Independent investigators are just one of the options being proposed by the capital's mayoral contenders wanting to bring councillors back into line.
In the latest round of misbehaviour at Wellington's civic offices, a councillor accused the city's chief executive, Kevin Lavery, of leaking details to media.
Staff say the same person circulated a photo showing Mr Lavery surrounded by cameras but he was actually making an in-house video.
Earlier this year, councillors leaked confidential documents on the Town Hall strengthening timeline and cost, the Convention Centre, and a deal with Singapore Airlines.

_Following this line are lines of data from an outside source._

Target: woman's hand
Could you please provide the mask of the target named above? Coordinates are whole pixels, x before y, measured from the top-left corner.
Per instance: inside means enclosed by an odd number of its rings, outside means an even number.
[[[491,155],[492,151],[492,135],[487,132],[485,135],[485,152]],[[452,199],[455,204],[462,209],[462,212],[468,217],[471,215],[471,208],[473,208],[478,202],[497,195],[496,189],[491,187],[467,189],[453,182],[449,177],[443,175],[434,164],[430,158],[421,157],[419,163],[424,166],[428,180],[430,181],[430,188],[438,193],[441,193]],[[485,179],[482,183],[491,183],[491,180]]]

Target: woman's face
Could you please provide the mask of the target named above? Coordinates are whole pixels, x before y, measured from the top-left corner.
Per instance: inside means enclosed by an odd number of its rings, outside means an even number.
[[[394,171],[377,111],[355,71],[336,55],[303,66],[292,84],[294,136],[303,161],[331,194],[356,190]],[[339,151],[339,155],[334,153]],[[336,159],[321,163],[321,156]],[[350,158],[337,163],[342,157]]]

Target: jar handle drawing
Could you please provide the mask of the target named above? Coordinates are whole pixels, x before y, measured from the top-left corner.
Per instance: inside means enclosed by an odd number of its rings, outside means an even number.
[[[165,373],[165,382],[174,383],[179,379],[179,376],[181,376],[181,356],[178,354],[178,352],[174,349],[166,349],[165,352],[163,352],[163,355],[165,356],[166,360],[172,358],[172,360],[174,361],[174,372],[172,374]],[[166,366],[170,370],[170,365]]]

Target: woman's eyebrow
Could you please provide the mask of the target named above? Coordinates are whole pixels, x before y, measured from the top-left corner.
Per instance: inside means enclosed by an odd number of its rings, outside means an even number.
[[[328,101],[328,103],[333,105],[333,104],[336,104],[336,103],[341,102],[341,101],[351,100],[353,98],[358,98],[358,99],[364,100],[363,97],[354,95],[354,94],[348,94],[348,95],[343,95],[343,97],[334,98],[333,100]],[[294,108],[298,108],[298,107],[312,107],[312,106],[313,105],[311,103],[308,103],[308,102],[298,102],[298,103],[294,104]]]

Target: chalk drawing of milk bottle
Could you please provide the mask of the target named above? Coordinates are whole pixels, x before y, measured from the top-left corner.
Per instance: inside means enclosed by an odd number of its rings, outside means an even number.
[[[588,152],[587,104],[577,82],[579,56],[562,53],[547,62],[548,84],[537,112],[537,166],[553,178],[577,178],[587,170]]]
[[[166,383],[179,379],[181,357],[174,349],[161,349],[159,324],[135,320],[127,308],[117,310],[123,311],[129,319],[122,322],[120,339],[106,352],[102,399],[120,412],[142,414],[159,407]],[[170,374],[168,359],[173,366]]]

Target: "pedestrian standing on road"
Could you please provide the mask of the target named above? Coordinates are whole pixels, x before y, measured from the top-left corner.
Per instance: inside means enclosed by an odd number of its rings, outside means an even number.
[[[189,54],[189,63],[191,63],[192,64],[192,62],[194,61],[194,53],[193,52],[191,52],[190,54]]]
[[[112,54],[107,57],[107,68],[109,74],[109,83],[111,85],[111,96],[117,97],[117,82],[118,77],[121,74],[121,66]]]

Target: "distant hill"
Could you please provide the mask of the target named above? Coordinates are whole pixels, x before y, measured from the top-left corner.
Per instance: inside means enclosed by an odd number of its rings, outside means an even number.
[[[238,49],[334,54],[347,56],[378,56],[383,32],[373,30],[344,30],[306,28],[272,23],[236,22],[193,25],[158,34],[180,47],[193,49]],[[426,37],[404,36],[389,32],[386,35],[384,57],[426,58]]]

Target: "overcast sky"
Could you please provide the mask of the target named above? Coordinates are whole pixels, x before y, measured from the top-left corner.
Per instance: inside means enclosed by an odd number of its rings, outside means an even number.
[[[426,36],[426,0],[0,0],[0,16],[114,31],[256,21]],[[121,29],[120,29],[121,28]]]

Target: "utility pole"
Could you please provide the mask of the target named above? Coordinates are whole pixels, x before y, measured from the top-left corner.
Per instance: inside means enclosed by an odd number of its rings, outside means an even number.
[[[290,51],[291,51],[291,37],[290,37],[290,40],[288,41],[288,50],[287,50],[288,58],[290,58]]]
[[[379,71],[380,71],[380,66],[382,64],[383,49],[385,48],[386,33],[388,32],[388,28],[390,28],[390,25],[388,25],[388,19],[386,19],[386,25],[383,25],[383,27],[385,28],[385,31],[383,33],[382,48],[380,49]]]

They have been barred from dealing directly with staff and were locked out of most parts of the civic building; they have had their private space cleared out, and told to go dumpster diving if they want the documents back; and there have been allegations of councillors bullying staff and rifling through papers on staff desks.
So, what do the six mayoral candidates propose to do?
Councillor Nicola Young wanted to make sure officers were not afraid of giving confidential information to any councillor.
"The first thing I would do is have an independent authority come in to, first of all to brief councillors about their responsibilities," she said.
"If there was a leak they would be brought in to find out who the culprit was. This is really not acceptable, we're governors of the city.
"The first consequence would be naming and shaming," she said.
Keith Johnson, a contender from Island Bay, said councillors should not be dealing with confidential or commercially sensitive documents anyway - everything should be out in the open.
"There wouldn't be any confidential, commercial information under my mayoralty - everything would be transparent," he said.
"I wouldn't have a situation where we're going behind the public's back to negotiate with Singapore Airlines, for example. Private companies would know they were negotiating with a public entity where transparency and accountability and probity were high priorities."
Nick Leggett, Porirua's mayor who was running in Wellington, said he has never had to talk about the code of conduct in Porirua.
He said the lack of leadership and vision in the capital has left some councillors disenfranchised.
"It's about the atmosphere of the place," he said.
"I'm the mayor of a city at the moment, we haven't used the code of conduct - nobody's referred to it once in the six years I've been mayor.
"When you resort to the code of conduct you know you're on slippery ground," he said.
"It's about being open and inclusive, and about listening to people and actually accepting that differences of opinion are okay - they don't have to all become World War Three."
Councillor Jo Coughlan hoped to build a strong team from day one.
"We'd have to be looking at what people's roles and responsibilities are, an obvious consequence would be to strip people of their roles and responsibilities if the breaches are deemed to be significant and warrant that kind of response," she said.
"It's important that we remember that we're there to do what's best for Wellington and that's got to be our focus."
Deputy Mayor Justin Lester said he wanted all of his councillors to hold a portfolio, but that privilege would not be guaranteed.
"Where a councillor is found to leak information, I would first investigate - we could take a forensic analysis, for example, of computers - and I would stand them down," he said.
But Mr Lester conceded forensic analysis might not be necessary.
"What tends to happen around the council table, you almost always know who's leaked a specific item. It's almost always, more often than not, pretty obvious. It doesn't take a rocket scientist to work it out," he said.
Via text, the incumbent, Celia Wade-Brown, said most elected members were very responsible and honest, but leaks were notoriously difficult to prove.
She wanted regular performance reviews for every elected member in the next term, herself included.
Nominations for local body elections are still open, and the vote will be counted in October.